Il nuovo ospedale Covid-19 di Civitanova Marche
Per quanto riguarda la gestione dell’emergenza, il presidente della Regione Marche Luca Ceriscioli ha destato inizialmente scalpore per la scelta di chiudere immediatamente le scuole, osteggiata in una prima fase dal governo. Con l’intensificarsi dell’emergenza, quando il sistema sanitario delle Marche – fortemente indebolito dai tagli dei decenni precedenti – è entrato in crisi, la Regione ha proposto per la creazione di nuovi posti letto in terapia intensiva dapprima il Palaindoor di Ancona, poi un Covid hospital galleggiante su una nave, infine la costruzione di una nuova struttura ospedaliera temporanea esclusivamente per casi Covid con una capienza di 90 posti letto di terapia intensiva, sulla base del “modello lombardo”, da realizzare a Civitanova Marche, nel Maceratese, a oltre 100 chilometri dal focolaio pesarese, con relativi problemi di spostamento di gran parte dei malati.
Ad occuparsi del nuovo ospedale è stato chiamato Guido Bertolaso, ex capo della Protezione Civile e già consulente proprio della Regione Lombardia, che si è occupato dell’analoga struttura a Milano. Il costo previsto per la realizzazione della struttura è di ben 12 milioni, da raccogliere attraverso donazioni private gestite dall’Ordine dei cavalieri di Malta. Ma il rischio è che la struttura sia pronta quando ormai l’emergenza delle terapie intensive sia superata, come già accaduto con l’ospedale di Milano Fiera: un ospedale costato 21 milioni che attualmente ospita solo 12 pazienti.
Lo scorso 17 aprile, dopo un sopralluogo nell’ex Fiera di Civitanova in cui sorgerà la nuova struttura sanitaria, Bertolaso ha assicurato che “sarà un ospedale dotato di tecnologie straordinarie, eccellenti”, che che, trattandosi di “un’iniziativa nuova”, “dev’essere digerita e assimilata dalla classe medica, che non è abituatissima alle novità e ai cambiamenti di strategia”. Ma siamo sicuri che il “modello lombardo” sia quello migliore da prendere come riferimento? Cosa ne sarà della struttura temporanea una volta che l’emergenza sarà finita? Perché non ripotenziare piuttosto gli ospedali già esistenti o quelli smantellati negli ultimi anni?
TPI ha provato a contattare sia il presidente Ceriscioli sia l’assessore Angelo Sciapichetti per porre queste domande, senza ottenere risposta. “La Fiera aveva tutta una serie di predisposizioni che nessun’altra struttura aveva”, ci ha spiegato il sindaco di Civitanova Marche Fabrizio Ciarapica, contattato telefonicamente. “La necessità era quella di costruire nel minor tempo possibile il numero maggiore di posti possibile e le Fiere nascono proprio per essere allestite più volte, quindi la nostra era la struttura più veloce da allestire”.
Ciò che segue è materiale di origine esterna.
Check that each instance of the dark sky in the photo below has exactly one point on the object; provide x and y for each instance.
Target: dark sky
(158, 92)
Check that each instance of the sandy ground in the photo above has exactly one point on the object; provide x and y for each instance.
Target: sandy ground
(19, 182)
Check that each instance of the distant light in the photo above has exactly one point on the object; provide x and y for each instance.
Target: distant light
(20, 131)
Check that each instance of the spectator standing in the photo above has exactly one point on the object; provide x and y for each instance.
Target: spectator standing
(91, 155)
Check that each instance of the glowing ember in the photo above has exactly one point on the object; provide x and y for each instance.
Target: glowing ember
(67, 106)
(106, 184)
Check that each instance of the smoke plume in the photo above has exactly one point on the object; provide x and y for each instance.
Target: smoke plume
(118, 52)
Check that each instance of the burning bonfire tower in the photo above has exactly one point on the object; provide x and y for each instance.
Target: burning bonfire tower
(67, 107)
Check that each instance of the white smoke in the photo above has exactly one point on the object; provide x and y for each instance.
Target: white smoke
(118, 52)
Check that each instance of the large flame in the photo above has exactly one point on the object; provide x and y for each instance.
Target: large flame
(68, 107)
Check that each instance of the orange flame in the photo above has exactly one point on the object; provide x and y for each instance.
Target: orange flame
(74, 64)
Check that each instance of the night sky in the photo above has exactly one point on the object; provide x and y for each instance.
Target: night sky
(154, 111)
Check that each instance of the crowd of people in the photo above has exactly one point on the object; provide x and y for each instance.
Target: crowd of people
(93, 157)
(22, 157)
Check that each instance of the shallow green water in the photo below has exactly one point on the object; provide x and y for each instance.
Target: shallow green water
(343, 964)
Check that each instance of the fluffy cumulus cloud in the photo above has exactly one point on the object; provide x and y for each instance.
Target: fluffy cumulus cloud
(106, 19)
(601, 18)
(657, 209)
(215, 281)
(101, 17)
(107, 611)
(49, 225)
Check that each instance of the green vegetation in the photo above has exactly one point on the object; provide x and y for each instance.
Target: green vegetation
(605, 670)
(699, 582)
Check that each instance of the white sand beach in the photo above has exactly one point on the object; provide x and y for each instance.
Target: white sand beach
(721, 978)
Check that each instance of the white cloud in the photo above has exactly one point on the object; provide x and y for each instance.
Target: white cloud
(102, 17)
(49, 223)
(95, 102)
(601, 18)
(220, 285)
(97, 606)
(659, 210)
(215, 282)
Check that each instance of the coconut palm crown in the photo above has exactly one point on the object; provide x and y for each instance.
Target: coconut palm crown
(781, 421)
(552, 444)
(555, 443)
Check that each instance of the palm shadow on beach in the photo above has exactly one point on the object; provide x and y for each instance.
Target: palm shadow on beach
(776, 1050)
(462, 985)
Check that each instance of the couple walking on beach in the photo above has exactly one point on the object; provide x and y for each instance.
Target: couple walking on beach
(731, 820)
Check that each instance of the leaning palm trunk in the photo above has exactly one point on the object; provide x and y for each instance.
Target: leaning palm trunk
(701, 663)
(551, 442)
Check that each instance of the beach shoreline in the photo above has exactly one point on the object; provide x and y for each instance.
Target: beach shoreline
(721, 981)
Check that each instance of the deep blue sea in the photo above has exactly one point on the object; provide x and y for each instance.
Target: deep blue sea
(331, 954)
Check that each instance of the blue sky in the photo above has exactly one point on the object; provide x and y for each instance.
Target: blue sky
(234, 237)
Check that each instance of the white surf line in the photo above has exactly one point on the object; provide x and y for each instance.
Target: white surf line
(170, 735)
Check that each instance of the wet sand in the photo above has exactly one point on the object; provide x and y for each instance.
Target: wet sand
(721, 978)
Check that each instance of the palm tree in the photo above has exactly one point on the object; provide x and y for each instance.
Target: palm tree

Ma a cosa serve spendere 12 milioni per 90 posti in terapia intensiva, se i dati sono ormai in calo? “Ricordiamo che parliamo di risorse private”, sottolinea in primo cittadino. “Non sono soldi pubblici, sono risorse donate dai cittadini. Ognuno con la sua donazione ha dato un’approvazione all’opera”. E aggiunge: “Non sappiamo cosa accadrà nei prossimi mesi, nessuno conosce davvero la portata di questo virus e il pericolo non è affatto scampato, dovremo conviverci per altri mesi. Avere un unico centro Covid permetterebbe agli altri ospedali di ripartire con l’attività ordinaria, penso sia importante dare una risposta ed essere pronti al peggio”.